Sources tell Reuters that Altice is in “the early stages of working on an offer” to snap up Charter.
In typical Reuters fashion, it downplays the import of such a merger saying only that it “would build more scale” in the U.S. for the companies. It’s a little more than that: A merger of Altice and Charter would likely create a cable/internet operation that surpasses Comcast to become the nation’s largest.
Charter, since buying up Time Warner Cable and Bright House Networks in 2016, has been within a couple million customers of Comcast’s number.
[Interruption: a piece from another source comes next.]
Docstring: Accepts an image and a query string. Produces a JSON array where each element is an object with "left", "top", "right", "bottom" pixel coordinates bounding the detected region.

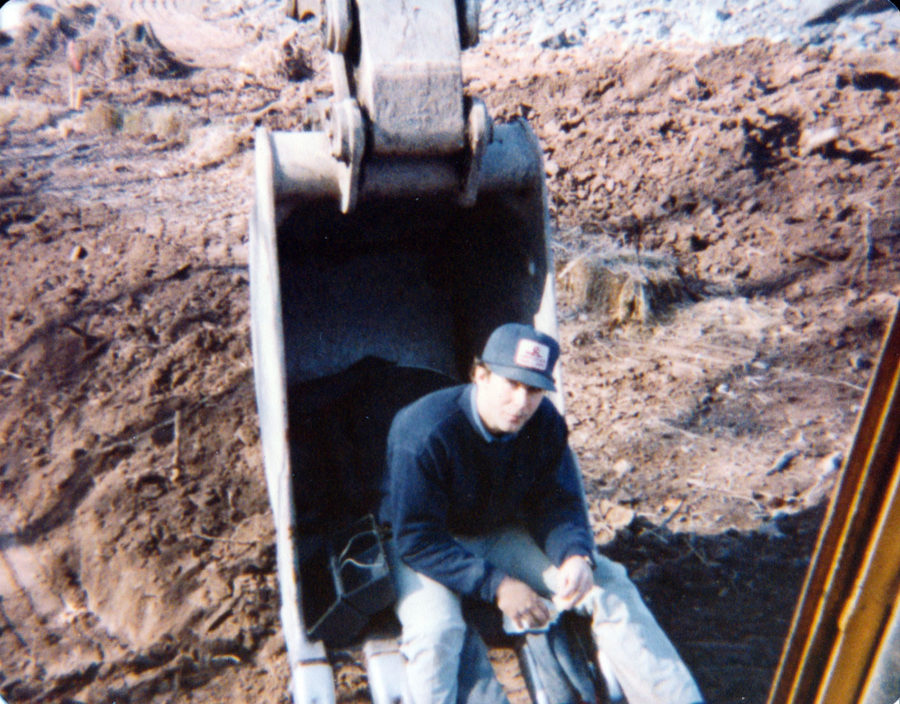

Adding another 5 million or so from Altice would put it over the top.
Who the heck is Altice?
Altice is not currently a very well-known brand in the U.S., though that’s changing fast.
Internationally, however, it’s another story. Altice has been snapping up smaller telecom providers, largely but not only in France since 2002 and now serves more than 50 million phone, internet, and TV customers around the world.
Altice only began to take major steps into the U.S. market in 2015, when it acquired Suddenlink, at the time a smaller cable company serving roughly 1.5 million customers. A few months later Altice also acquired Cablevision (Optimum), which serves several million customers mostly in or near New York City (and a few hundred thousand in the western states).
Altice is now the fourth-largest cable company in the U.S., serving almost 5 million customers. (Comcast and Charter are far and away the largest two; Cox Communications is third.) The company plans to unify all its acquisitions, both in the U.S. and abroad, under a single Altice logo and brand, but isn’t expected to finish that project until sometime in 2018.
The company went public earlier this year, with a well-received IPO in late June.
It seems to be merger mania season.
“Altice wants to buy Charter” is just the latest in a long, long line of merger talks that’s been spinning up this summer — and not the first to involve Charter, either. The company has come up frequently of late:
July: Sprint makes move on Charter; Charter says it’s not interested… for now.
June: Charter floats interest in buying Cox Communications, something it’s been trying and failing to do since 2013.
May: Charter says no to a Verizon buyout, because Verizon’s $100 billion offer wasn’t enough for them.
Charter is not alone; Sprint, T-Mobile, Comcast, and Verizon have all been part of some merger rumor or another so far this year.
Analysts, however, predicted — or perhaps even openly encouraged — this wave of merger mania. We were barely more than a week past the 2016 election when investors giddily started the matchmaking about who could leap into metaphorical bed with whom, given the expectations that 2017 would bring a business-friendly and regulation-hostile administration.
The combinations investors mulled over included basically every pairing you can think of among the major internet companies (including the mobile phone ones). And while none of the players have as yet inked an actual deal with anyone, it doesn’t appear to be for lack of trying.